Wie schwer war es, die Rechte des amerikanischen Verlags der Vorlage „The Art of Atari“ (AoA)  für euer neues Buch zu bekommen bzw. wie kam der Kontakt zustande?

Winnie Forster: Das war nicht schwer. Ich stolperte zur AoA-Veröffentlichung über PDF-Leseproben im Netz, fand das, was ich sah, hammermäßig gut und hatte auch ziemlich schnell eine Vorstellung, was man ändern oder ergänzen müsste, um Tim Lapetinos Atari-Buch komplett und für den deutschen Markt noch besser zu machen. Tim ist als Mann hinter dem „Museum of Video Game Art“ (MOVA) ein gut zugänglicher Game- und Retro-Promi in der US-Szene. Ich kontaktierte erst ihn und wandte mich nach seinem OK an den Verlag Dynamite Entertainment, mit dem ich einen Lizenzvertrag aushandelte und Ende 2017 unterschrieb. Anfang 2018 konnte Gameplan dann mit der Lokalisation beginnen.

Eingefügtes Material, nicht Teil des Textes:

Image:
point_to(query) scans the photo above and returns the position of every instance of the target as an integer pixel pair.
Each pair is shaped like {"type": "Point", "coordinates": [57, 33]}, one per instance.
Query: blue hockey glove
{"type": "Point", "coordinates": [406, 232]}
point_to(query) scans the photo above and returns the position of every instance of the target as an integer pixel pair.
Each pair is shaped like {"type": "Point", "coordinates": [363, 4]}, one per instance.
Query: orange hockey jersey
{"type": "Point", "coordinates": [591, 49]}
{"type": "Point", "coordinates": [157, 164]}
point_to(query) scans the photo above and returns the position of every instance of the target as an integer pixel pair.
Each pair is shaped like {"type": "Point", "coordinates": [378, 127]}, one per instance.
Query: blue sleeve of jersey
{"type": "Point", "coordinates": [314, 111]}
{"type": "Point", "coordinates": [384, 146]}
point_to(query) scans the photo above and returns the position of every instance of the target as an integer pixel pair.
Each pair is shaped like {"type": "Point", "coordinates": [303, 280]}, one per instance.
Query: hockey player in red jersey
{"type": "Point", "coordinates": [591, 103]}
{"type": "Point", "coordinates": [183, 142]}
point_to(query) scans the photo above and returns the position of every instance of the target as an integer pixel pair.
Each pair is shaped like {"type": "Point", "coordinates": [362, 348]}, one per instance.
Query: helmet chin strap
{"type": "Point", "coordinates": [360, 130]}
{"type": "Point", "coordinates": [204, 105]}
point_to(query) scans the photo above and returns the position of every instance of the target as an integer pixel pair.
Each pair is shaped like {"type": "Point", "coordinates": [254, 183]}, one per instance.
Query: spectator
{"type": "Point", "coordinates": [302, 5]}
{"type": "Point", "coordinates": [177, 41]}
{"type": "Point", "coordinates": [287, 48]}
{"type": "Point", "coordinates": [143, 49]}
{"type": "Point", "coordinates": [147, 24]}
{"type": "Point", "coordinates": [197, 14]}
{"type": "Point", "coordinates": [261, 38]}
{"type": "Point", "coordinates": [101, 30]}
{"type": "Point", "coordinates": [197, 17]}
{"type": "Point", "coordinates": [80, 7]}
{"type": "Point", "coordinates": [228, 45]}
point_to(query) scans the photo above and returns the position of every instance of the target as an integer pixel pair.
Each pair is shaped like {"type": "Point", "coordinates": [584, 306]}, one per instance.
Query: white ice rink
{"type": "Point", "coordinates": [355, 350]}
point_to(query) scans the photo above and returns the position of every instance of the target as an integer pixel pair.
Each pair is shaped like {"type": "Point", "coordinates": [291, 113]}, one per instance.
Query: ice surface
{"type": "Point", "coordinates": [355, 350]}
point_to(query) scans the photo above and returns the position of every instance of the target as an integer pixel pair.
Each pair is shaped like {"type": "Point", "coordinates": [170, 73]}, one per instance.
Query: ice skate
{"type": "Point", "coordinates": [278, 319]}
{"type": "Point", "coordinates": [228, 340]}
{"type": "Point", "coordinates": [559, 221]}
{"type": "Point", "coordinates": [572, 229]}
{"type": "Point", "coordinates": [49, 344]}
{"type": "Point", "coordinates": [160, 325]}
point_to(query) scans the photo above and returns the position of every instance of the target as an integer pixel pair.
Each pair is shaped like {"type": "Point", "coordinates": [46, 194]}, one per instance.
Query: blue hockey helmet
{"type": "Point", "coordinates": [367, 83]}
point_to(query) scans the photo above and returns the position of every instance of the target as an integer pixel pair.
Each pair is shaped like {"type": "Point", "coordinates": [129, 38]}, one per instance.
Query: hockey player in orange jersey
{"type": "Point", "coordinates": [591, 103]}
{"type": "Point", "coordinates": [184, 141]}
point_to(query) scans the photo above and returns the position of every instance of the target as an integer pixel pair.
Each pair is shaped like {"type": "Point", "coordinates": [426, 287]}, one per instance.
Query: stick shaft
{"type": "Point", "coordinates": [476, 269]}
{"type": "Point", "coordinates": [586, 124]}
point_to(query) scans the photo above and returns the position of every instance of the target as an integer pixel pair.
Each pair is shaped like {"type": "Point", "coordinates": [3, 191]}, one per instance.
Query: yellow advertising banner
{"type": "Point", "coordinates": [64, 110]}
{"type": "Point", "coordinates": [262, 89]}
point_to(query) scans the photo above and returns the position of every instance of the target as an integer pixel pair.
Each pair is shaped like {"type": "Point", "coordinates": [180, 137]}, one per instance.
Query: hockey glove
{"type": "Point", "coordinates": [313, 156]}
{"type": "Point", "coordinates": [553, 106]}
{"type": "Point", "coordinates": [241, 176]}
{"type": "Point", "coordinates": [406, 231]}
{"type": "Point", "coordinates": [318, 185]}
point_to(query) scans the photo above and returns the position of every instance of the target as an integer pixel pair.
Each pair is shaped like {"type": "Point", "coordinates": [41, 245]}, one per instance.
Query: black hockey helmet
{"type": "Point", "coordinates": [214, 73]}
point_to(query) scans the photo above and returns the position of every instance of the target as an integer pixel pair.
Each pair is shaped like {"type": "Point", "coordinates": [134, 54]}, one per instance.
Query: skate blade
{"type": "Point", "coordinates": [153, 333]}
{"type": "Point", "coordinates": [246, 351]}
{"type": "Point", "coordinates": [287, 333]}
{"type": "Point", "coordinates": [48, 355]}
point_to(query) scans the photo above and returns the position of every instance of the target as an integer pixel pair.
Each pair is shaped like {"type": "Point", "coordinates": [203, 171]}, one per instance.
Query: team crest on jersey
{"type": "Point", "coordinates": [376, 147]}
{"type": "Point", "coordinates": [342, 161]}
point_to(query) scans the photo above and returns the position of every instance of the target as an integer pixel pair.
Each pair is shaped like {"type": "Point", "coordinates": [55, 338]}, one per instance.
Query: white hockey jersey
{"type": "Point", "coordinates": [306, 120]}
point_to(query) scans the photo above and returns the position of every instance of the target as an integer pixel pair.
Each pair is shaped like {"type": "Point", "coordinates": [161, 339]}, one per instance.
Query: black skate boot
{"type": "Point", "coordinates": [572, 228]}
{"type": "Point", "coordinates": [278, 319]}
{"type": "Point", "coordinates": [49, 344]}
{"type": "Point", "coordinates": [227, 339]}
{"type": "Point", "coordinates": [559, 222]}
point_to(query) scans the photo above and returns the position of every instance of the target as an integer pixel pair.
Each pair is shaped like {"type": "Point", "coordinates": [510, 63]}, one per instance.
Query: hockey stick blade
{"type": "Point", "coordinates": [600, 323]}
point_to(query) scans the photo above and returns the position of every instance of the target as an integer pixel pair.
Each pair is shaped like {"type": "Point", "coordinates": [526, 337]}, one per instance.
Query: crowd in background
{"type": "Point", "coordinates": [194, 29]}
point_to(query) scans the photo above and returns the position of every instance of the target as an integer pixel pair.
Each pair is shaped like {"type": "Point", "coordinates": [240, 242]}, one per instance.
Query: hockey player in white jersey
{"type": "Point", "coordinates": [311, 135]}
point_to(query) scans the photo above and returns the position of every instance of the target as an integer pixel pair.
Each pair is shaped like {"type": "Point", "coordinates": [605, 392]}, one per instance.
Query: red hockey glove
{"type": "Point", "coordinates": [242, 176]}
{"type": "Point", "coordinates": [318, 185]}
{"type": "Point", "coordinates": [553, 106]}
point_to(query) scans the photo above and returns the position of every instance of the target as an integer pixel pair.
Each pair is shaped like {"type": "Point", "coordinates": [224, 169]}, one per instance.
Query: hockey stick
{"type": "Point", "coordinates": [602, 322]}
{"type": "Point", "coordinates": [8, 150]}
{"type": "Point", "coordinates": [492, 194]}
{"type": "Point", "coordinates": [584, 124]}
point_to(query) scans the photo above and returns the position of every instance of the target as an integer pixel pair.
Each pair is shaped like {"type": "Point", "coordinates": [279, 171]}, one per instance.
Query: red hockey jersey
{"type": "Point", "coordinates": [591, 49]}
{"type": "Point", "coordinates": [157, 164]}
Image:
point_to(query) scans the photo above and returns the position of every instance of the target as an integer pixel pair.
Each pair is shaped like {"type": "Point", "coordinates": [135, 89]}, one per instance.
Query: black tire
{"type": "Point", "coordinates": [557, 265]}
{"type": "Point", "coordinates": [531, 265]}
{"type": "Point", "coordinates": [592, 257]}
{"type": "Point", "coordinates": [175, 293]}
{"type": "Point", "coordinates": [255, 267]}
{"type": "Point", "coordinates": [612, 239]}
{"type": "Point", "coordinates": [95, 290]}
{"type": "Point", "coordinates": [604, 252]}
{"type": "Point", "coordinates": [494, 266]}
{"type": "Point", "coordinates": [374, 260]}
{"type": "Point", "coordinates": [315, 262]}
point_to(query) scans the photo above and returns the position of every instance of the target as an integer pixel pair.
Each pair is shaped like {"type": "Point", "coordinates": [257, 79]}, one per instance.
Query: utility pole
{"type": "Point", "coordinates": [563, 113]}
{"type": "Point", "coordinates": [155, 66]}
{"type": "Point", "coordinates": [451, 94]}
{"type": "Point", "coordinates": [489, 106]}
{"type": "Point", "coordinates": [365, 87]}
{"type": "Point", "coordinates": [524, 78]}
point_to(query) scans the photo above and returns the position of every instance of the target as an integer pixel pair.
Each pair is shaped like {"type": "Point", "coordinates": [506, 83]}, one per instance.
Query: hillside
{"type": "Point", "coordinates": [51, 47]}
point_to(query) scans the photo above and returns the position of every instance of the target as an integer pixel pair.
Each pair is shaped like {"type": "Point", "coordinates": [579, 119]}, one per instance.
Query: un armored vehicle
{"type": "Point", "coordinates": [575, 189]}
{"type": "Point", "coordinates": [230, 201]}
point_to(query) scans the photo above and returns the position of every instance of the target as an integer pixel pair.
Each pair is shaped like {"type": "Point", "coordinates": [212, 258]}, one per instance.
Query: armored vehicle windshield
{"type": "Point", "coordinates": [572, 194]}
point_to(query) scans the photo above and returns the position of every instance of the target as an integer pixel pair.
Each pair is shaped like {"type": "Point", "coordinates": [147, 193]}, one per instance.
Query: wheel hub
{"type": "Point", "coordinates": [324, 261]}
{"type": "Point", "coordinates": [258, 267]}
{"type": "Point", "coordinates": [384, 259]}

Welchen Stellenwert hatten Spiele-Cover für dich als jugendlichen Zocker?

Winnie Forster: Tims Herangehensweise an die erste Generation der Videospiele – die Atari-Games nicht durch ihre Pixel, sondern durch ihre Cover-Artworks und Modul-Labels zu definieren – erschien mir ungewöhnlich, fast schon verfehlt. Erst als ich AoA durchschmökerte und die Vorworte von Tim und Ernest Cline ein zweites Mal gelesen hatte, kam es zu einem Deja-vu: Tim hat völlig recht, wenn er meint, dass es die Bilder auf Modul und Verpackung waren, die die Phantasie der „Generation Atari“ beflügelten, und Ernest schreibt darüber, wie die großformatigen Atari-Reproduktionen längst vergessene Game-Gefühle in ihm zurückholen – exakt so ging und geht es auch mir! Das Buch erinnert daran (bzw. macht Jüngeren klar), wie, mit welchem Image und welchen Zukunftsvisionen es Atari gelang, die Welt zu erobern. Die Kunst von Atari machte das Videospiel – von vielen damals als kurze Mode a´la Hula-Hoop-Reifen verlacht – zum Unterhaltungsmedium des 21. Jahrhunderts.

Was genau unterscheidet die deutsche Fassung von „Atari – Kunst und Design der Videospiele“ vom Original?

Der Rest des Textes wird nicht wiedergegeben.